伊豆高原エリア:アートと個性が光るミュージアム群
伊豆高原は、個性豊かな美術館や博物館が集中する、まさにカルチャーの発信地です。アート好きはもちろん、家族連れやカップルでも楽しめるスポットが満載です。
伊豆テディベア・ミュージアム
「多くの人がテディベアに出会い、より深いぬくもりを感じてほしい」という願いから生まれた、日本で最初のテディベア・ミュージアムです。英国の邸宅を思わせるレンガ造りの館内には、ギネスブックにも掲載された「テディガール」をはじめ、貴重なアンティークベアや世界のアーティストによる作品が常時1,000体ほど展示されています。
2階では特別企画展として「となりのトトロのぬいぐるみ展」が長期開催されており、映画の世界を再現した展示や、実際に乗れるネコバスなど、ジブリファンにはたまらない空間が広がっています。館内はすべて撮影可能なので、お気に入りのベアやトトロと一緒に思い出の一枚を撮ることができます。
施設情報
- 住所: 静岡県伊東市八幡野1064-2
- アクセス: 伊豆急行「伊豆高原」駅より徒歩約9分
- 営業時間: 9:30~17:00(最終入館16:30)
- 定休日: 2・3・6・12月の第2火曜日(祝日の場合は開館)
- 入館料: 大人1,500円、中高生1,000円、小学生800円(小学生未満・75歳以上無料)
- 公式サイト: 伊豆テディベア・ミュージアム
伊豆シャボテン動物公園
動物園でありながら、博物館としての側面も持つユニークな施設です。園内にはピラミッド型の5つの温室があり、世界中から集められた約1,500種類のサボテンや多肉植物が展示されています。その規模と多様性は圧巻で、植物好きならずとも楽しめるでしょう。
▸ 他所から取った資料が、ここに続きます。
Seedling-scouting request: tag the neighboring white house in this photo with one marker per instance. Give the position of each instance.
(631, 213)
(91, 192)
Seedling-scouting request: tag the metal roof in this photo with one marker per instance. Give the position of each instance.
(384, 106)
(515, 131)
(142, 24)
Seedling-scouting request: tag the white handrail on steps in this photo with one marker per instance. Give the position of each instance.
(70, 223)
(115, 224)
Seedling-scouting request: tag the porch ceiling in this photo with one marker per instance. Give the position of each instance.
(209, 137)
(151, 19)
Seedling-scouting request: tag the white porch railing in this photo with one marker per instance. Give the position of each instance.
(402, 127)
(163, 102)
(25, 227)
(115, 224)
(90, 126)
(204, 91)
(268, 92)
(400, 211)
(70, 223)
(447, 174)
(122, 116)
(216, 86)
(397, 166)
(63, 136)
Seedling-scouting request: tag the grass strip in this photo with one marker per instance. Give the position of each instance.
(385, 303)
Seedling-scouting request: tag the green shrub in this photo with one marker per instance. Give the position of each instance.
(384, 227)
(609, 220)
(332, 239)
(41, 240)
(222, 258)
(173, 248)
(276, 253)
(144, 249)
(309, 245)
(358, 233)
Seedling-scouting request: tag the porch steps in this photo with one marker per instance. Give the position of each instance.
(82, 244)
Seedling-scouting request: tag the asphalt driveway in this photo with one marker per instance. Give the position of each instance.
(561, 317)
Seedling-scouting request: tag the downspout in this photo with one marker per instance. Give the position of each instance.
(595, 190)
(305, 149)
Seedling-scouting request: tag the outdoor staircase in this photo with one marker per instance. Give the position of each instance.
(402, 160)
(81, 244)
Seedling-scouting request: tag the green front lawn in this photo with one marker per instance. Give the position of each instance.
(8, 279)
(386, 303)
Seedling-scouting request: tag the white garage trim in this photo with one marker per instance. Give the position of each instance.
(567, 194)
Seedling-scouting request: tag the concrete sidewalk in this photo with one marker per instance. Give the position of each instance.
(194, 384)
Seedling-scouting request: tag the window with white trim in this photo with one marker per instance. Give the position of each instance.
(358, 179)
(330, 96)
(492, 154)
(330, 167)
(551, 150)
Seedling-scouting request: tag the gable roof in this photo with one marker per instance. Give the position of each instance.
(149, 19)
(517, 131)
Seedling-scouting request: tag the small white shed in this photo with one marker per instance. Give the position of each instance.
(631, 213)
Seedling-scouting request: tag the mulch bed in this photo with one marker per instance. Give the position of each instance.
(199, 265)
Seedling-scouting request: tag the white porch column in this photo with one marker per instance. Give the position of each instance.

もちろん動物たちとのふれあいも大きな魅力。放し飼いのリスザルやクジャクが自由に園内を歩き回り、冬には「元祖カピバラの露天風呂」が人気を集めます。また、園内中央の大池をボートで巡る「アニマルボートツアーズ」では、島に暮らすサルたちの様子を間近で観察でき、探検気分を味わえます。
施設情報
- 住所: 静岡県伊東市富戸1317-13
- アクセス: 伊豆急行「伊豆高原」駅から東海バスで約20分
- 営業時間: 9:30~17:00(3月~10月)、9:30~16:00(11月~2月)※季節により変動あり
- 定休日: 年中無休
- 入園料: 【平日】大人2,700円、小学生1,300円、幼児700円 【休日】大人2,800円、小学生1,400円、幼児700円
- 公式サイト: 伊豆シャボテン動物公園
怪しい少年少女博物館
伊豆高原に数あるミュージアムの中でも、ひときわ異彩を放つのが「怪しい少年少女博物館」です。ペンギンをモチーフにしたというインパクトのある外観に足を踏み入れると、そこは昭和レトロな玩具や雑貨、ファッションなどが所狭しと並ぶ、懐かしくも不思議な空間が広がっています。
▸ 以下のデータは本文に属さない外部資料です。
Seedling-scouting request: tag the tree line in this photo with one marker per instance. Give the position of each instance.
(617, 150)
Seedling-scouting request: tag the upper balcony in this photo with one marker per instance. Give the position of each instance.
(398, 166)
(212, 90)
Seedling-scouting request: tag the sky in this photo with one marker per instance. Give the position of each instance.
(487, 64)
館内はテーマごとに多彩なコレクションが展示されており、訪れる人を奇妙で魅惑的な世界へと誘います。お化け屋敷「怪しい夜の小学校」など、ホラー要素を取り入れたゾーンもあり、スリルを求める方にもおすすめです。サブカルチャーやレトロな雰囲気が好きな方にはたまらないスポットと言えるでしょう。
施設情報
- 住所: 静岡県伊東市富戸街道下1029-64
- アクセス: 伊豆急行「伊豆高原」駅から東海バスで約7分、「池入口」下車すぐ
- 営業時間: 9:00~17:00(最終入館16:30)
- 定休日: 年中無休
- 入館料: 大人1,100円、小・中学生600円
- 関連情報: JR東日本 伊豆観光情報
象牙と石の彫刻美術館~ジュエルピア~
東洋美術の至宝が一堂に会する、壮麗な美術館です。ワシントン条約により現在では制作も輸出入も困難となった象牙彫刻のコレクションは、台湾の国立故宮博物院でも見られないような貴重な作品群と言われています。親子3代70年をかけて完成させたという「娯楽昇平」など、人間業とは思えないほどの繊細な技巧には息をのむばかりです。
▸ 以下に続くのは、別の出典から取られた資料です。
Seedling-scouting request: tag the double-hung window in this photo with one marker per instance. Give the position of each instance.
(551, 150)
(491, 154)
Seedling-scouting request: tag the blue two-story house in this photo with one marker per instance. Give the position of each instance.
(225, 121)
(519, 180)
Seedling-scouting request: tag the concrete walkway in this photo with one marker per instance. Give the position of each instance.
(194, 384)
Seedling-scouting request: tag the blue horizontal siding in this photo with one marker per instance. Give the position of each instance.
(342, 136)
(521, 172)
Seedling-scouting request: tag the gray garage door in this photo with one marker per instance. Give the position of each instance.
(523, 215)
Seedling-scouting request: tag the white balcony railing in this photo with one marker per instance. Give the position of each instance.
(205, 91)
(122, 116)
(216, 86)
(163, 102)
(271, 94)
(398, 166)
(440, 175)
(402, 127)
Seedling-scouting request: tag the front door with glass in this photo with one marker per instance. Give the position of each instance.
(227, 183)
象牙彫刻のほかにも、石の原色を利用して物語を描いた「彩石象嵌屏風」や、1.8トンもの重さがある「河南玉彫刻」など、約300点の美術工芸品を収蔵しています。中国の伝統美術の奥深さと、コレクターの情熱が感じられる、見応えのある美術館です。
施設情報
- 住所: 静岡県伊東市富戸1096-1
- アクセス: 伊豆急行「伊豆高原」駅からタクシーで約10分
- 営業時間: 9:00~17:00
- 定休日: 年中無休(7月・12月にメンテナンス休館あり)
- 入館料: 大人1,200円、子ども600円
- 公式サイト: 象牙と石の彫刻美術館~ジュエルピア~
熱海エリア:歴史と絶景の美術館
人気の観光地・熱海には、アートと絶景を同時に楽しめる格調高い施設があります。温泉街の散策とあわせて訪れたいスポットです。
MOA美術館
相模灘を見渡す高台に建つ「海の見える美術館」。尾形光琳筆の国宝「紅白梅図屏風」をはじめ、国宝3件、重要文化財67件を含む約3,500件の東洋美術コレクションを所蔵しています。絵画、書跡、工芸、彫刻など、その内容は多岐にわたり、日本の美術史を語る上で欠かせない名品を鑑賞できます。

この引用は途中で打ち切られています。